I have often heard that the best way to hear from old friends and relatives is to hit the lottery. I have found another way to spark conversations from folks you haven't heard form in a while. Writing a column expressing a negative or cautious opinion on the stock market brings people out of the woodwork it seems. Some just wanted to let me know how foolish I was for not being fully and aggressively invested in a zero-interest-rate world and lots wanted to know what few stocks I was buying. I think I covered the second question over the past two days, and while I appreciate the intentions of the first group, I will stick with my concerns. Staying cautious and holding lots of cash just seems to make more sense to me than dancing with the margin clerk or being exposed to a permanent loss of capital.
The third group's question was simply what about small banks. Is the trade of the decade still one? Are you cutting back on these stocks? The simple answer here is that no, I am not cutting back and the trade of the decade is still very much a go. I have lost a few bank stocks to M&A activity over the past few years, but I have not actually sold a single small bank share for fundamental reasons. If I ever do sell a bank stock that I have suggested on Real Money, it will be stated in either Columnist Conversation or a column.
Older portfolios of bank stocks are currently carrying about a 20% to 25% cash level. Most of the small banks that I want to buy are flirting with the upper end of the buy range, and I am trying to exercise some patience about getting fully invested. If we get a severe market pullback that creates additional values, I will be fully invested and would even consider using a small amount of leverage to increase my stake in small banks. I have a very high degree of conviction on this group for the next five years and beyond, and I am confident that it will eventually fund my beach house.

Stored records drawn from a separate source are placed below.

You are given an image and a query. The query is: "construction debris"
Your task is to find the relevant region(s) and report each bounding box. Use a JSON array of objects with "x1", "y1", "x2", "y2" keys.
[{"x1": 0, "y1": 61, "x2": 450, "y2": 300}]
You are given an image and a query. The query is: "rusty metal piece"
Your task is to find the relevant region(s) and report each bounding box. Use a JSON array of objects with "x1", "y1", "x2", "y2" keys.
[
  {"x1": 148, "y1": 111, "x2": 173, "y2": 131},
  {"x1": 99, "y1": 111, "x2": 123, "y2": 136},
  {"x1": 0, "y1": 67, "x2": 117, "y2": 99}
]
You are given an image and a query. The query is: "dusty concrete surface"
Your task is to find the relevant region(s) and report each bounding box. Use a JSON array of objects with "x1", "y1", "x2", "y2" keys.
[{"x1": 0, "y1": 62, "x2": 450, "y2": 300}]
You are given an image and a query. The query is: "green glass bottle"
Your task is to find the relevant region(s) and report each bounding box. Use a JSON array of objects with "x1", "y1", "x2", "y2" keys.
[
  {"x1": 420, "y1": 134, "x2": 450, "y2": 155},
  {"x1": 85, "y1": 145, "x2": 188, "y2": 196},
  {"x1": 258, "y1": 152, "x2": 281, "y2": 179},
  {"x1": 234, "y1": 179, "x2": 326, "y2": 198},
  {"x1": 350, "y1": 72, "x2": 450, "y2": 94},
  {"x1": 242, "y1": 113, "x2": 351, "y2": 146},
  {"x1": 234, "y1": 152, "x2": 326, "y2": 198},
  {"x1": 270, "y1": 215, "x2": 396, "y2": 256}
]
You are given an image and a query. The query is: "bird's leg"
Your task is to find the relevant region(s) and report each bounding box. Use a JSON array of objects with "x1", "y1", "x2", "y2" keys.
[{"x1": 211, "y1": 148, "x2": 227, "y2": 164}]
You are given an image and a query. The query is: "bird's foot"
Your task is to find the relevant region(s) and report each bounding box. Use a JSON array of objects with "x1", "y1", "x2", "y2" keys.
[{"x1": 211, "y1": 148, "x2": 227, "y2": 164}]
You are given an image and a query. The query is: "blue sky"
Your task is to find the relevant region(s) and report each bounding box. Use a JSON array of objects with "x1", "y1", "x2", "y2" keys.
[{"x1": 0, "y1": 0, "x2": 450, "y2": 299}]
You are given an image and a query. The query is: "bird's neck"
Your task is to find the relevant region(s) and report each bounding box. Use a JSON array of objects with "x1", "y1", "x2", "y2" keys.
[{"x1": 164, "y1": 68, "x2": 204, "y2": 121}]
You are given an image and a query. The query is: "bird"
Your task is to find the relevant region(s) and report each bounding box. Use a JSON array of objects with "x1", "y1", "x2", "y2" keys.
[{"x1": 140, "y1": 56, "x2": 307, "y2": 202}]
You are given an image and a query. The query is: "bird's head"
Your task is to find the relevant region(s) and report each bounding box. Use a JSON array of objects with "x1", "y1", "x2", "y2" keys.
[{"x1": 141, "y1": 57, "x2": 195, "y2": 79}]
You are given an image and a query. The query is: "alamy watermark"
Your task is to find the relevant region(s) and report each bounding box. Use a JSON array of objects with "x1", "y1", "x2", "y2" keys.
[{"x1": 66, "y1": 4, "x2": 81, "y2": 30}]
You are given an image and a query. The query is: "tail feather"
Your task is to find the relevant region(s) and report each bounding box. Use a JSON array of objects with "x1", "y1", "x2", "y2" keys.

There are a few stocks that you can buy if you do not already own them to get established in the trade of the decade. I am not going to break a lot of new ground here, but let me give a quick rundown of stocks that are large enough to discuss and can be purchased right now regardless of market opinions or concerns.
HopFed Bancorp (HFBC) remains a strong selection in the small bank space. The bank is located in western Kentucky and middle Tennessee and has recently moved to acquire another smaller bank in the region to expand further. Given the low returns at HopFed, the proposed acquisition has attracted the ire of noted bank stock activist Joseph Stilwell, who owns about 7.5% of the bank. Other activists also hold smaller positions, so pressure is going to be on the bank to perform well sooner rather than later. At 80% of tangible book value, the stock is cheap and can be bought at this level.
MutualFirst Financial (MFSF) is another cheap bank stock that has attracted the presence of activist investors. The company reported earnings a little over a week ago and showed improvements in earnings, return on assets as well as credit quality. There has been a lot of takeover activity in the Muncie area of late, and I am not going to be shocked by a takeover with this bank. The stock is cheap at 80% of tangible book value.
Northfield Bancorp (NFBK) of Staten Island, N.Y., completed its second-stage mutual conversion process back in January. The bank is cheap, trading at just 90% of tangible book value, and is awash in cash after raising $356 million in the conversion offering. Simplicity Bancorp (SMPL) in the Los Angeles area is still a buy at a little less than 90% of tangible book value. So is Cape Bancorp (CBNJ) in New Jersey at 85% of book value.
Most of the banks that qualify for immediate purchase in a trade-of-the-decade portfolio are under $50 million in market cap right now. The larger smaller banks have been bid up somewhat with the overall market. Right now, I find myself hoping that my caution is rewarded and we get a strong selloff. There are more than 250 banks currently trading between 90% and 125% of tangible book value, and a decent decline in stock prices would create a bank stock buying bonanza.
Please note that due to factors including low market capitalization and/or insufficient public float, we consider HFBC, MFSF, SMPL and CBNJ to be small-cap stocks. You should be aware that such stocks are subject to more risk than stocks of larger companies, including greater volatility, lower liquidity and less publicly available information, and that postings such as this one can have an effect on their stock prices.